If you don’t have thousands of reviews, Reddit threads, or organic chatter about your brand yet, you can buy your way into the conversation. This is not just for clicks, although that will help, but to teach the AI that your product exists, and why it’s worth recommending.
Start with paid affiliate and creator partnerships that create structured, searchable, and relevant content:
“Best for X” guides with clear comparisons
Reviews that use descriptive product names, specs, and use cases
Content on high-authority platforms (blogs, YouTube, forums)
You ideally want both organic UGC and creator coverage, but if you can’t have both, start where you can control the message with affiliates; LLMs won’t know who you paid to talk about your product and who did so organically.

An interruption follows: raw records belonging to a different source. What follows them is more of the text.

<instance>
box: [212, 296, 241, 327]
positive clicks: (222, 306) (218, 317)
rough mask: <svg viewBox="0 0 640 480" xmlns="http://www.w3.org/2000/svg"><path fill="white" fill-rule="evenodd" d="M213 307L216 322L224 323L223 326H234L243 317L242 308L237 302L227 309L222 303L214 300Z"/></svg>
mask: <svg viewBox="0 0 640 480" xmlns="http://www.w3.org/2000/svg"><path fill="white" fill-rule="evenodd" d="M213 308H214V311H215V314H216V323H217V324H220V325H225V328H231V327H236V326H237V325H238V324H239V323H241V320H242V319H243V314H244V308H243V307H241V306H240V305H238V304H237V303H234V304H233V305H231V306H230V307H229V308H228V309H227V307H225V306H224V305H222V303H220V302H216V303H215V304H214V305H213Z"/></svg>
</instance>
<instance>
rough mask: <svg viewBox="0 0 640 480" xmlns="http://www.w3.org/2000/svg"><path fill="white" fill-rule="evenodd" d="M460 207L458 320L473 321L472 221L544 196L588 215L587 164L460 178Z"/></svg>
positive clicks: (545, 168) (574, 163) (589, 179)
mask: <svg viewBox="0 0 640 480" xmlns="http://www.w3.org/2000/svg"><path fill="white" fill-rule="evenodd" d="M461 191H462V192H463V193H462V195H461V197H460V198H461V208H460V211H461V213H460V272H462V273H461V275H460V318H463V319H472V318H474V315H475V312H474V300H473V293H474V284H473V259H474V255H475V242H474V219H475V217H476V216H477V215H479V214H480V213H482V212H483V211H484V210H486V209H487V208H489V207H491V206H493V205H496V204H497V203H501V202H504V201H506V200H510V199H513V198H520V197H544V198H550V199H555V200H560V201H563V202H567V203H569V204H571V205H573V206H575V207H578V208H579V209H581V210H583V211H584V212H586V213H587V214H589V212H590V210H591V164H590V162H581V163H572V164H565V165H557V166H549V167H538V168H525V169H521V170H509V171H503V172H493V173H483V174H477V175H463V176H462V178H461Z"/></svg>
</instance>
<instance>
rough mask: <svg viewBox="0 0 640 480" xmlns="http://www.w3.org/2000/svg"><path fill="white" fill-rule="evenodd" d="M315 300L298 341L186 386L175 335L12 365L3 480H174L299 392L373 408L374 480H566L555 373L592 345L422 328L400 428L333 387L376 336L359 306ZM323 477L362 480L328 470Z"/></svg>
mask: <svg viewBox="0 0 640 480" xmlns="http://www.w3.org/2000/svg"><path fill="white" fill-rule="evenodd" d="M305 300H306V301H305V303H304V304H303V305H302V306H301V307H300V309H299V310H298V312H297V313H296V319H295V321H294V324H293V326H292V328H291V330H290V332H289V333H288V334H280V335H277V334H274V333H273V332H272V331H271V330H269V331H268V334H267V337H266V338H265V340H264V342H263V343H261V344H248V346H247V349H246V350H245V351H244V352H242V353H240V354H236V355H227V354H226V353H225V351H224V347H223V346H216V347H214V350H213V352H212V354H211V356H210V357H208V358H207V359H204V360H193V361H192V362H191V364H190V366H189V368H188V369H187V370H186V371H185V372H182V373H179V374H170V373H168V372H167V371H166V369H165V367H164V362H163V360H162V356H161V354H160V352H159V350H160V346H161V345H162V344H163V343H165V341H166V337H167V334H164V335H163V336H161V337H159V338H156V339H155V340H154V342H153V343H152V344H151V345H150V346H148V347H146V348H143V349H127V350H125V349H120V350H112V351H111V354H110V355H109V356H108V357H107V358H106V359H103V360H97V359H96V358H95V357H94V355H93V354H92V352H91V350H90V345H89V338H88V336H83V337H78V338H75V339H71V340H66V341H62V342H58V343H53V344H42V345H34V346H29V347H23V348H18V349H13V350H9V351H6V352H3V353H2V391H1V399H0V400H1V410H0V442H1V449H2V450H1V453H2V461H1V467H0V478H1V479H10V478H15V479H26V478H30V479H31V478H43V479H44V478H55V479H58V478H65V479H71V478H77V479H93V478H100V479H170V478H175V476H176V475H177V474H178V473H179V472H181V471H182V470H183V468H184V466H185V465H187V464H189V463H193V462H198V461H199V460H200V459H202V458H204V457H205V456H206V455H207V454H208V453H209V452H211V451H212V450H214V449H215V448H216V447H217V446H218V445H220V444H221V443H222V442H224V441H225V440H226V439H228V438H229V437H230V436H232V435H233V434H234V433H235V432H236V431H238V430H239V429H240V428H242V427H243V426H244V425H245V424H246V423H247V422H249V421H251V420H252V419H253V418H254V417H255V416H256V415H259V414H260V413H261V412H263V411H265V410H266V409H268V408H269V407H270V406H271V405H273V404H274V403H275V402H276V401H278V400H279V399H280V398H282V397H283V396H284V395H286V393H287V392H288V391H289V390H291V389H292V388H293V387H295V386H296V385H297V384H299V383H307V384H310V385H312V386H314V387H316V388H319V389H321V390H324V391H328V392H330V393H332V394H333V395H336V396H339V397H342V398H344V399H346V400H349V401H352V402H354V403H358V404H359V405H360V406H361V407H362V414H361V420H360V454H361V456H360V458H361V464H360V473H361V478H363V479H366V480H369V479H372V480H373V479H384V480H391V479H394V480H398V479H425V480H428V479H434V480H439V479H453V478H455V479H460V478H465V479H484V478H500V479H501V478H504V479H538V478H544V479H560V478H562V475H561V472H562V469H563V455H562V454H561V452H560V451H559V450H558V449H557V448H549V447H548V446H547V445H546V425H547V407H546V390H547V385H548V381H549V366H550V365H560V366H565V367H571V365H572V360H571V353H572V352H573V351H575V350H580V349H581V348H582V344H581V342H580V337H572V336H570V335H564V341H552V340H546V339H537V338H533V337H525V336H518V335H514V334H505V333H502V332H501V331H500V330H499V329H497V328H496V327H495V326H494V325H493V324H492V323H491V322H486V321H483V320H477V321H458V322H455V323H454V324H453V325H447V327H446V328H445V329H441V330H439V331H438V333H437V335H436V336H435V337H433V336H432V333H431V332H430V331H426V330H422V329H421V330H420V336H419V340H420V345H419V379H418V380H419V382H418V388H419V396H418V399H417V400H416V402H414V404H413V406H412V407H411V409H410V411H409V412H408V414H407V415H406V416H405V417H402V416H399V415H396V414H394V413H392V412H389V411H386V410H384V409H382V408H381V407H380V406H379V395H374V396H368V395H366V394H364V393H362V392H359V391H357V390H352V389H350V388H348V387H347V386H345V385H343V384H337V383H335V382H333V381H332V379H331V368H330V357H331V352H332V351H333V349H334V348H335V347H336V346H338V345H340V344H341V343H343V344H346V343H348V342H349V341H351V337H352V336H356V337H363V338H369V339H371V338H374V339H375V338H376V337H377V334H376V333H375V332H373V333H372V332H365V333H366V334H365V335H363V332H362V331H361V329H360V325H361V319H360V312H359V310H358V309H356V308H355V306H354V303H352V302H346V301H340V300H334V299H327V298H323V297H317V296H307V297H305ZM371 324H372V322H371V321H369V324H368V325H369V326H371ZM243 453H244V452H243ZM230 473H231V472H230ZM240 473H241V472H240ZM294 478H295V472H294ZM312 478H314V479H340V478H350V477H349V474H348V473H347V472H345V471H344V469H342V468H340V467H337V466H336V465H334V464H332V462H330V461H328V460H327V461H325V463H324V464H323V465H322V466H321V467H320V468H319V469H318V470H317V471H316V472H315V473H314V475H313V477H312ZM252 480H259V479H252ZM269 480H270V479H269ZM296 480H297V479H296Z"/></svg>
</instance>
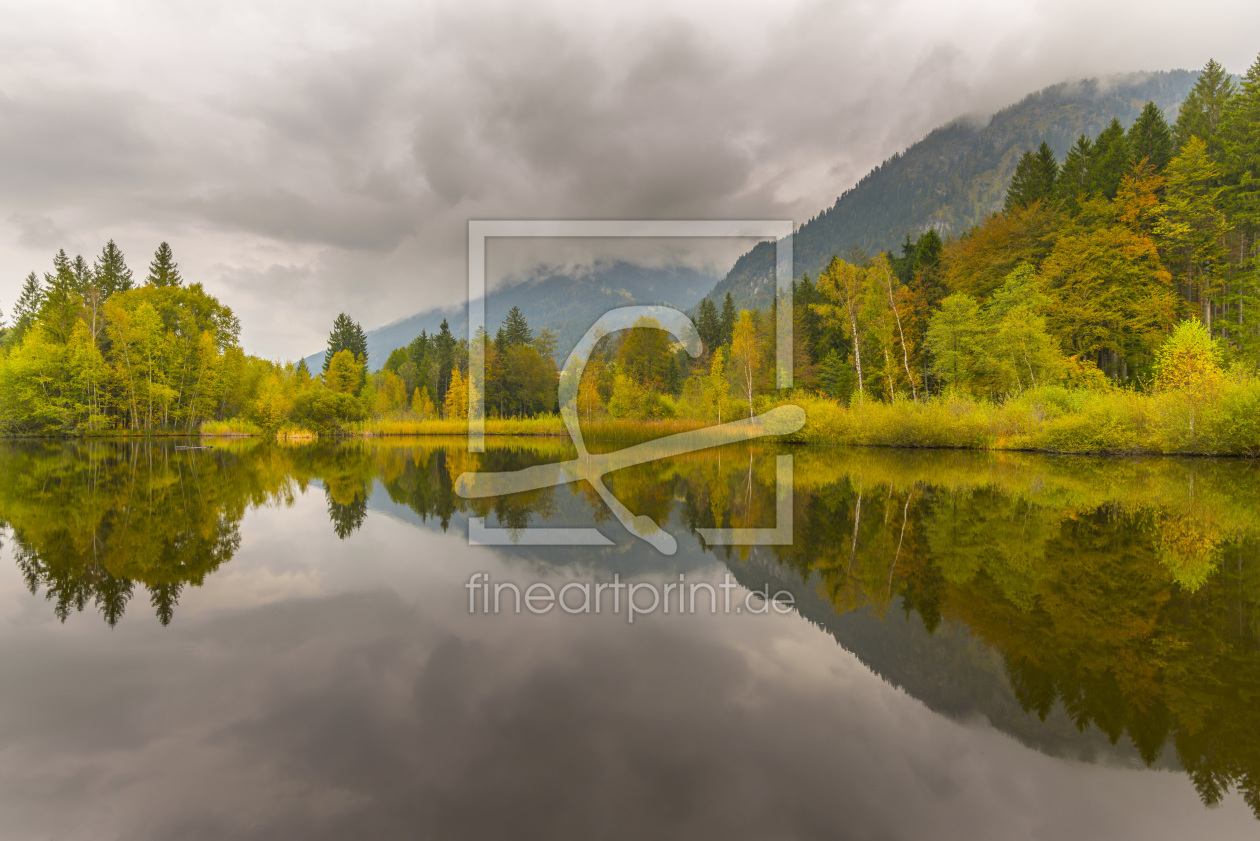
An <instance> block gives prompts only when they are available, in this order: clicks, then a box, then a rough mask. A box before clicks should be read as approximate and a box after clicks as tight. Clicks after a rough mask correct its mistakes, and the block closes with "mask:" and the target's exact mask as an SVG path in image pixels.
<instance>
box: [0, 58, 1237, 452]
mask: <svg viewBox="0 0 1260 841" xmlns="http://www.w3.org/2000/svg"><path fill="white" fill-rule="evenodd" d="M1257 235H1260V59H1257V61H1256V63H1255V64H1252V66H1251V68H1250V69H1249V71H1247V73H1246V74H1245V76H1244V77H1242V78H1241V81H1235V78H1234V77H1231V76H1230V74H1228V73H1227V72H1226V71H1225V69H1223V68H1222V67H1221V66H1220V64H1217V63H1216V62H1208V63H1207V66H1206V67H1205V68H1203V69H1202V72H1201V73H1200V74H1198V78H1197V82H1196V83H1194V86H1193V88H1192V90H1191V92H1189V93H1188V96H1187V97H1186V98H1184V101H1183V102H1182V103H1181V107H1179V108H1178V111H1177V115H1176V120H1173V121H1169V120H1168V119H1167V117H1165V115H1164V112H1163V111H1162V110H1160V108H1159V107H1158V106H1157V105H1155V103H1154V102H1148V103H1147V105H1145V107H1144V108H1143V110H1142V111H1140V113H1139V115H1138V117H1137V119H1135V120H1134V121H1133V122H1131V125H1129V126H1124V125H1123V124H1121V122H1120V121H1119V119H1116V120H1113V121H1111V124H1110V125H1109V126H1108V127H1106V129H1105V130H1102V131H1101V132H1100V134H1099V135H1097V136H1095V137H1089V136H1086V135H1081V136H1080V137H1079V139H1077V140H1076V142H1075V144H1074V145H1072V148H1071V149H1070V150H1068V153H1067V154H1066V155H1065V156H1063V159H1062V160H1058V159H1057V158H1056V155H1055V153H1053V151H1052V150H1051V149H1050V146H1048V145H1047V144H1046V142H1042V144H1041V145H1039V148H1037V149H1029V150H1026V151H1024V153H1023V155H1022V156H1021V158H1019V160H1018V163H1017V166H1016V170H1014V177H1013V178H1012V180H1011V184H1009V188H1008V190H1007V199H1005V204H1004V207H1003V208H1002V211H1000V212H997V213H993V214H990V216H988V217H987V218H985V219H984V221H983V222H982V223H980V224H978V226H976V227H974V228H971V229H970V231H966V232H964V233H963V235H961V236H958V237H948V238H942V237H941V236H940V235H939V233H937V232H936V231H935V229H927V231H924V232H921V233H919V235H917V236H915V237H912V236H911V235H908V233H907V235H906V237H905V241H903V242H902V245H901V247H900V248H898V250H896V251H887V252H881V253H877V255H867V253H863V252H862V251H861V250H858V248H850V250H848V251H847V252H845V253H844V255H837V256H833V257H832V258H830V261H829V262H828V264H827V265H825V267H824V269H823V270H822V271H820V272H818V275H816V276H815V277H810V276H809V275H808V274H805V275H801V276H799V277H798V279H796V280H795V281H794V284H793V300H794V304H793V325H794V328H793V329H794V359H793V368H794V378H795V388H794V390H791V391H790V392H780V391H776V390H775V388H774V376H775V364H774V347H775V335H774V325H775V323H776V318H777V313H776V303H775V301H771V303H770V304H769V306H766V308H764V309H760V310H757V309H752V310H737V308H736V306H735V303H733V301H732V298H731V295H730V293H727V295H726V296H725V299H723V300H722V303H721V305H718V303H716V301H714V300H712V299H708V298H706V299H703V300H702V301H701V304H699V305H698V306H697V308H696V311H694V313H693V319H694V323H696V327H697V330H698V333H699V335H701V338H702V340H703V352H702V353H701V354H699V356H698V357H696V358H692V357H690V356H689V354H688V353H687V352H685V351H684V349H682V348H680V347H679V345H678V344H677V343H674V342H673V340H672V339H670V338H669V337H668V334H665V333H664V332H662V330H659V329H655V328H656V325H655V324H653V323H650V322H644V323H641V324H638V325H636V327H635V328H634V329H630V330H625V332H621V333H619V334H614V335H607V337H605V338H604V339H602V340H601V342H600V343H599V344H597V345H596V349H595V353H593V354H592V358H591V361H590V362H588V364H587V367H586V372H585V374H583V377H582V381H581V383H580V387H578V391H577V402H578V406H577V409H578V415H580V417H581V420H582V422H583V424H586V425H595V424H600V425H602V426H601V429H605V430H610V429H615V427H620V429H622V431H624V430H638V431H639V432H641V434H643V435H645V436H651V435H653V434H654V432H653V431H651V430H653V429H659V430H664V429H673V427H677V426H679V425H682V426H687V425H692V426H701V425H704V424H711V422H713V421H717V422H722V421H725V420H736V419H740V417H747V416H750V415H753V414H756V412H759V411H762V410H764V409H766V407H769V406H772V405H776V403H781V402H787V401H790V402H796V403H799V405H801V406H804V407H805V410H806V416H808V419H809V420H808V424H806V427H805V430H804V431H803V432H801V434H800V435H799V436H800V438H803V439H805V440H816V441H837V443H853V444H893V445H911V446H913V445H949V446H989V448H1016V449H1050V450H1063V451H1086V450H1087V451H1099V450H1106V451H1179V453H1242V454H1250V455H1254V454H1256V451H1257V449H1260V427H1257V420H1256V419H1257V416H1260V380H1257V372H1260V286H1257V280H1260V275H1257V256H1260V250H1257V245H1256V237H1257ZM238 334H239V324H238V322H237V319H236V318H234V315H233V314H232V311H231V309H229V308H228V306H226V305H223V304H221V303H219V301H218V300H215V299H214V298H213V296H210V295H209V294H207V291H205V290H204V287H203V286H202V285H200V284H186V282H185V281H184V279H183V276H181V275H180V272H179V267H178V265H176V262H175V260H174V256H173V253H171V250H170V247H169V246H168V245H166V243H161V245H160V246H159V247H157V250H156V252H155V255H154V258H152V261H151V262H150V265H149V272H147V276H146V277H145V279H144V280H142V281H137V279H134V276H132V272H131V270H130V269H129V267H127V265H126V261H125V258H123V256H122V253H121V252H120V250H118V248H117V246H116V245H115V243H113V242H112V241H111V242H108V243H106V245H105V247H103V248H102V251H101V253H100V255H98V256H97V257H96V260H95V261H93V262H91V264H89V262H88V261H87V260H84V258H83V257H82V256H77V257H74V258H71V257H69V256H68V255H67V253H66V252H64V251H60V252H58V253H57V256H55V257H54V260H53V269H52V271H49V272H45V274H44V275H43V277H40V276H39V275H37V274H35V272H31V274H30V275H29V276H28V277H26V281H25V285H24V287H23V291H21V295H20V298H19V299H18V301H16V303H15V304H14V306H13V311H11V313H10V319H9V323H8V325H6V328H5V329H4V333H3V334H0V432H3V434H8V435H101V434H141V435H145V434H197V432H199V431H200V432H203V434H228V432H236V434H262V432H265V434H268V435H270V434H277V435H281V436H307V435H329V434H388V432H426V431H432V432H451V431H457V429H459V427H460V426H461V425H462V424H464V422H466V421H465V419H466V415H467V405H469V392H470V390H473V392H474V395H475V393H476V392H478V391H480V392H483V396H484V398H485V406H486V415H488V419H489V421H488V431H489V432H491V434H493V432H495V431H524V432H530V431H532V432H541V434H562V432H563V429H562V425H561V424H559V420H558V416H557V415H556V412H557V409H558V407H557V385H558V382H559V376H561V372H559V369H558V367H557V361H556V357H557V352H558V351H559V352H563V349H558V348H557V347H556V344H557V343H556V338H554V337H553V335H552V334H551V333H548V332H547V330H534V329H533V328H530V325H529V324H528V322H527V319H525V316H524V314H523V313H522V311H520V310H519V309H518V308H514V309H513V310H512V311H510V313H509V314H508V316H507V318H505V320H504V322H503V324H501V325H500V327H499V328H498V329H496V332H495V334H494V335H490V334H489V333H483V334H480V335H478V337H475V338H474V340H473V342H471V347H470V343H469V342H467V340H466V339H459V338H456V337H454V335H452V334H451V330H450V328H449V325H447V324H446V323H445V322H444V323H442V327H441V329H440V332H437V333H435V334H432V335H428V334H425V333H422V334H421V335H418V337H416V338H415V339H413V340H412V342H411V343H410V344H408V345H407V347H404V348H398V349H396V351H394V352H393V353H391V354H389V357H388V358H387V359H383V361H382V359H377V361H369V358H368V352H367V338H365V335H364V332H363V329H362V327H360V325H359V324H358V323H355V322H354V319H353V318H350V316H349V315H347V314H341V315H339V316H338V319H336V320H335V322H334V324H333V329H331V332H330V334H329V340H328V348H326V353H325V357H324V364H323V369H321V371H318V372H311V371H309V369H307V368H306V364H305V363H304V362H299V363H297V364H291V363H285V364H281V363H276V362H268V361H266V359H261V358H257V357H253V356H248V354H246V353H244V352H243V351H242V349H241V345H239V338H238ZM473 353H476V354H484V362H485V381H484V382H470V381H469V358H470V354H473ZM373 363H375V366H377V367H375V369H374V368H373Z"/></svg>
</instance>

Lean into the new “media buy”
Ad spend used to be the lever. Now, data quality is.
AI platforms are experimenting with product listings, direct shopping integrations, and affiliate revenue models. That means you don’t just want to show up, you want to show up accurately and attractively.
What to do:
Submit up-to-date product feeds (Google Merchant Center, Microsoft, and soon, ChatGPT)
Include complete info: price, inventory, specs, GTINs, high-res images
Monitor traffic from utm_source=chatgpt.com and similar referrers to measure AI lift
This is the new “media buy.” You’re not placing ads. You’re placing data—and hoping the AI does the rest.
Marketing has always been about visibility, relevance and timing.
Now you have a new gatekeeper: AI.
It won’t replace your funnel, but it will reshape the top of it. Your job as a marketer is no longer just to earn attention from people; it’s to earn trust from the machines that guide them.
And that starts with rethinking how you speak to them.